Scientists Identify Hidden Accelerant in Antarctic Ice Loss [View all]

https://cmns.umd.edu/news-events/news/madeleine-youngs-scientists-identify-hidden-accelerant-antarctic-ice-loss
15 May 2026
A new UMD-led study shows that meltwater flowing off ice shelves changes the ocean in ways that drive even faster melting—and most global climate projections don’t even include it.

For years, scientists have warned that melting Antarctic ice could push sea levels dangerously higher by the end of this century. But a new study led by University of Maryland scientist Madeleine Youngs suggests those warnings may still be too conservative because they leave out a crucial factor: the ocean’s own complex circulatory system.

Youngs’ research team found that when ice melts into the ocean, it doesn’t just raise sea levels—it also changes how the ocean circulates, which in turn changes how much ice melts. The team’s study, published in the journal Nature Geoscience on May 15, 2026, revealed that this self-reinforcing chain reaction may contribute as much to rising sea levels as the direct effects of a warming atmosphere.

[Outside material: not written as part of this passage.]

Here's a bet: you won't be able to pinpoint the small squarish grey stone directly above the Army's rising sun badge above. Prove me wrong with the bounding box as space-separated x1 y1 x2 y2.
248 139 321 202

Top: A diagram illustrating the Antarctic ice shelf melt interactions between a floating glacier and warm water. Bottom: A heat map depicting the temperatures of the Antarctic ice shelf. Credit: Madeleine Youngs.


Most current climate models that inform international policy don’t consider this feedback loop at all. The Intergovernmental Panel on Climate Change (IPCC) treats melting as a fixed, rather than interactive input,” explained Youngs, the study’s lead author and an assistant professor in UMD’s Department of Atmospheric and Oceanic Science. “We need to include ice shelf melt feedbacks when we’re estimating future ice shelf melt, the primary component of sea level rise, if we want the most accurate understanding of what’s going on.”

The key to understanding why meltwater has such an outsized effect comes down to water temperature and density. Cold, dense water naturally sinks and forms a barrier layer near the ocean floor that keeps warmer deep-ocean currents from reaching the base of ice shelves. When meltwater flows in, it dilutes and weakens that cold barrier—allowing warmer water to push through and melt the ice from below. More melting produces more freshwater, which further weakens the barrier and lets in more warm water. The cycle feeds itself.